The exceptions in news programming seem to be with science and to a lesser extent technology. With coverage of space exploration and physics, the target seems to be the uninterested almost exclusively. Mars is described as the fourth rock from the sun, cold, etc, almost every time, and Higgs is “the so-called God particle”.

Imagine if BBC News said: “Today in the Premier League, which is the richest and most important football league in England, the Liverpool FC club, which plays at a large stadium called Anfield…”

Producers might argue their coverage is as deep as the audience’s knowledge, and the audience knows more about football than about Mars. True, up to a point: but I think the audience knows far less about economics (and politics) than correspondents assume.

With science, it seems the interested and obsessive audiences are deliberately left adrift. The recent coverage of Neil Armstrong’s death was mostly lightweight, and the BBC’s online obituary leads with this excruciating paragraph:

In 1969, Neil Armstrong became the first man to walk on the Moon and arguably the most famous man in the Universe.

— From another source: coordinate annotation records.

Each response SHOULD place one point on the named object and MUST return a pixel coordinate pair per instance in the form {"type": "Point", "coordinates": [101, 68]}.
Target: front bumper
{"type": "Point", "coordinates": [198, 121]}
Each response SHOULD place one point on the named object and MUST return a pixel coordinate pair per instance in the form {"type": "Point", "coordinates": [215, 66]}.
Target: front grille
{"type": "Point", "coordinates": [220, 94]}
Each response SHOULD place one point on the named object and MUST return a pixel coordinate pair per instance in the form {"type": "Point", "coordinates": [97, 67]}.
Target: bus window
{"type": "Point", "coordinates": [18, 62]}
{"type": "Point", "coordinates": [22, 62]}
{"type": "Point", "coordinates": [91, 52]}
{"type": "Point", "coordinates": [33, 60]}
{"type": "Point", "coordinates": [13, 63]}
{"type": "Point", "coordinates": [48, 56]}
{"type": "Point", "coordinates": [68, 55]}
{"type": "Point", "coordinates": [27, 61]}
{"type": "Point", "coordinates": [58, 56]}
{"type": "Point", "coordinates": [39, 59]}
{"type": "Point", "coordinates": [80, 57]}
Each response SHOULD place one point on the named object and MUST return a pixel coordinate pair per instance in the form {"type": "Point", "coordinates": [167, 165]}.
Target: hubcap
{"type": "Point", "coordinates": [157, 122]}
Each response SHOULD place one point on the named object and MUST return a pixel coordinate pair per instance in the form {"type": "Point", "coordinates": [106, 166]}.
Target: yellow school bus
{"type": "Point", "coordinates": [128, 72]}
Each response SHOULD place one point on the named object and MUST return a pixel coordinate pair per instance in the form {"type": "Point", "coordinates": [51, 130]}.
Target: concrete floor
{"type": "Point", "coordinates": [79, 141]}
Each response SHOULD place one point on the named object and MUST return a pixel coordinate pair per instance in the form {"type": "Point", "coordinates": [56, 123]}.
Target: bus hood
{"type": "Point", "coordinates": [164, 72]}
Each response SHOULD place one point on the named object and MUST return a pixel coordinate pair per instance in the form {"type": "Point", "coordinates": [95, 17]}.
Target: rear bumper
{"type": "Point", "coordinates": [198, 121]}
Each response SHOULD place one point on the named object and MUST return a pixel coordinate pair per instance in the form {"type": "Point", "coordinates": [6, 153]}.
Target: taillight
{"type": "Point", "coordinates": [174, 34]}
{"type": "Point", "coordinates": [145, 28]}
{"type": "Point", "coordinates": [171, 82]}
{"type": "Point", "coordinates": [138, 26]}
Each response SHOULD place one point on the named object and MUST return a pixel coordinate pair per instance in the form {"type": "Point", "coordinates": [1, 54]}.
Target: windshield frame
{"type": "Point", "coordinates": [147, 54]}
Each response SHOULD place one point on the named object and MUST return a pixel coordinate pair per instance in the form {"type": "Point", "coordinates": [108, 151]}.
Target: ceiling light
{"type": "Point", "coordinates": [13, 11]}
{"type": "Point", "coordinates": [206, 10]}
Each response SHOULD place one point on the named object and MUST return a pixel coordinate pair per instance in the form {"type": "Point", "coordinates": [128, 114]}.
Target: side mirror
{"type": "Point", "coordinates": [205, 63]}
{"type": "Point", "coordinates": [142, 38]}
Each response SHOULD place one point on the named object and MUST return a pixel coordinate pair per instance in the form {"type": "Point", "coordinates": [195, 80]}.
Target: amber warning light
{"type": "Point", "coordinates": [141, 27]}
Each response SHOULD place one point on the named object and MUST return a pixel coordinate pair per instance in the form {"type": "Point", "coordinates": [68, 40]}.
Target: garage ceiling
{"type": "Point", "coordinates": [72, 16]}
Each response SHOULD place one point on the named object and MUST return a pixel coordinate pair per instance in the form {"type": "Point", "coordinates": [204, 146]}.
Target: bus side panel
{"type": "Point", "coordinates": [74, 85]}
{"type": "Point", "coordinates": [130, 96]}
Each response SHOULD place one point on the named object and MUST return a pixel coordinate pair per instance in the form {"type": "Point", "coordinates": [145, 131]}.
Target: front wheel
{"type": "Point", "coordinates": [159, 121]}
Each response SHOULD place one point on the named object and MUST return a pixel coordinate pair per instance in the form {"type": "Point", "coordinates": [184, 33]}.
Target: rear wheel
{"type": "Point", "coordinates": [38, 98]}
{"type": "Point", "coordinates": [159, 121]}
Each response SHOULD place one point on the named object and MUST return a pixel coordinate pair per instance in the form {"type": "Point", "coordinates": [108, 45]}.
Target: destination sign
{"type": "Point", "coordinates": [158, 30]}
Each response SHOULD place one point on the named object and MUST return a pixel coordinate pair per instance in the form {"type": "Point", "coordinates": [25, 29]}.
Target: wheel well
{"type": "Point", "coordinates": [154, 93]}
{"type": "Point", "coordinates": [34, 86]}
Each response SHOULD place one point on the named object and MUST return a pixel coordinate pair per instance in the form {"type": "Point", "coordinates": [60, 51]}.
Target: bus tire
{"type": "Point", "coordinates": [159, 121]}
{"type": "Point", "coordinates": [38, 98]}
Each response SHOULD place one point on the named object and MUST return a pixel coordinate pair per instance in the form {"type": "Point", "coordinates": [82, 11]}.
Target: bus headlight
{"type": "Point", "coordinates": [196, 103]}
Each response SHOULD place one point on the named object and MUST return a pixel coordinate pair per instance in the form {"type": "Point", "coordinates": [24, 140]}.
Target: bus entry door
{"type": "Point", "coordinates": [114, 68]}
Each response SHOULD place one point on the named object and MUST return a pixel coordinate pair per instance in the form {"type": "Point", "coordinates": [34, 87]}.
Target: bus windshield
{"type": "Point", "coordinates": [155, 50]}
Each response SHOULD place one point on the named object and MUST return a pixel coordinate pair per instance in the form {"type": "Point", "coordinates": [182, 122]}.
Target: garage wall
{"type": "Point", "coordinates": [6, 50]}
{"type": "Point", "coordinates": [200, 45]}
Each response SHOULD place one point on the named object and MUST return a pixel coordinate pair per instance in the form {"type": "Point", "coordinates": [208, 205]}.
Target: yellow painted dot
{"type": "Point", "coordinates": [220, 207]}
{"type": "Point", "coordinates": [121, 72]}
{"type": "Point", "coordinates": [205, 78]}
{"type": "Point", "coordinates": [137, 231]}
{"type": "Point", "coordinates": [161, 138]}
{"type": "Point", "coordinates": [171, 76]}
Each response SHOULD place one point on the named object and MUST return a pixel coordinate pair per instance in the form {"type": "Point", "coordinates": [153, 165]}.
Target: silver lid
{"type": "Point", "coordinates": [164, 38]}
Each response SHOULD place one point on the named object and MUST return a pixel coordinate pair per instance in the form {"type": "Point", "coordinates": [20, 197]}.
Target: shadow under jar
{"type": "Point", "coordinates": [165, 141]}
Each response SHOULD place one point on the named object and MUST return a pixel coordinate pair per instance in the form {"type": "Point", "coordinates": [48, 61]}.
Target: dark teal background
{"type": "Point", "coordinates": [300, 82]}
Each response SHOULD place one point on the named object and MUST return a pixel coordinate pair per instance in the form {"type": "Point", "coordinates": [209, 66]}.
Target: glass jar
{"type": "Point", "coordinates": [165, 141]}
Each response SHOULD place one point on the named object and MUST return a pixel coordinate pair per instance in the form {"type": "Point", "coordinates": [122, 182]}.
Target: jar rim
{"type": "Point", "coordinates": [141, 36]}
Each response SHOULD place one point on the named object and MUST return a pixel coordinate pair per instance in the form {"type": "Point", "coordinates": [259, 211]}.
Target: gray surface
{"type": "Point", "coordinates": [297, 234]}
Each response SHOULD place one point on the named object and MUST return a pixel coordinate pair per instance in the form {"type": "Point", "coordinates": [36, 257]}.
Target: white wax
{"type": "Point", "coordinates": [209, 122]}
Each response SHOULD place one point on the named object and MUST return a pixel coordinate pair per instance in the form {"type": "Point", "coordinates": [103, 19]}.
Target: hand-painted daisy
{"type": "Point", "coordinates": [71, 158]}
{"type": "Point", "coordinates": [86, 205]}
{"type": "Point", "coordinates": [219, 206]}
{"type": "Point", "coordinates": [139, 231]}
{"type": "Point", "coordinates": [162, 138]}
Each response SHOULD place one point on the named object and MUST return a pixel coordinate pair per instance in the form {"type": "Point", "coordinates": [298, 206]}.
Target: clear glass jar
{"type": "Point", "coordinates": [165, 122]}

As Wikipedia would say: citation needed.

Even a specialist, nominally interested-aimed show like Horizon often fails: there’s too much enforced drama, and the target appears to be someone who progressed only recently from uninterested. I can’t help but think this reflects the status of the production team.

The obsessive science audience is today not considered at all on TV, with the possible exception of The Sky At Night. I think this is very much down to its longevity and to Patrick Moore, and I wouldn’t be surprised if, once he leaves us, the show is quietly shelved as “coming to a natural end”.

Earlier in the year Professor Brian Cox gave a televised lecture on quantum theory. At last, I thought: targeting the high-end interested and the obsessive. And yet, amidst the actual science, there had to be celebrity involvement — Jonathan Ross doing maths, etc. I can picture the production meetings, where confused barely interested TV bods desperately tried to drag the target towards them.

A journalist I follow on Twitter was nevertheless confused by the lack of footage of Cox silhouetted by sunsets and wondered in a tweet whether he had now jumped the shark. I gave her the 140-character version of this post. She didn’t reply.

Irritatingly TV can cater for obsessives. The Big Brother auxiliary shows (such as Big Brother’s Little Brother and its Desmondesque successor on Channel 5) and similar spin-offs are targeted at hard-core fans. And for this year’s Olympics the BBC provided, for no additional cost, up to twenty-four channels of uninterrupted sport. If you wanted fencing prelims, you could watch them (and you still can, until January). BBC1 and BBC3 dipped around, catering for the interested with blanket coverage. (The uninterested had the even-numbered channels.)

The medium that has embraced the obsessives like no other is the internet, of course. (There are obsessive magazines too, like Maximum Carp and Carpology and so on, but the net out-obsesses these comfortably.)

Which brings me back to to Mars.

The seven minutes of terror before Curiosity’s touchdown were just before 6.30am UK time. The interested might’ve watched BBC News in the hope of some coverage. I’m an obsessive and watched NASA TV online, which showed the action from the control room live. Even this, annoyingly, cut away later to clumsy interviews, when all I wanted to do was listen to the mission control loop. (That was available on the net, Roger told me later. He’s a hardcore obsessive.)

But NASA’s usually great at cultivating obsessives. I can watch and listen in to Curiosity briefings and teleconferences live, uninterrupted by a journalist talking over the science. The Curiosity team also took part in a Reddit AMA that produced a bunch of intelligent, occasionally high-end obsessive questions.

Does it matter that mainstream TV doesn’t cater for science obsessives? I don’t know. I’d like to think it matters. The BBC argues that BBC1 and BBC2 have a general remit, and then dedicates sixteen days of BBC1 6am-1am to sport for the Olympics. Is it too much to ask for an hour of proper, obsessive science a week? A month?

But then, I’d probably have read it on the internet already.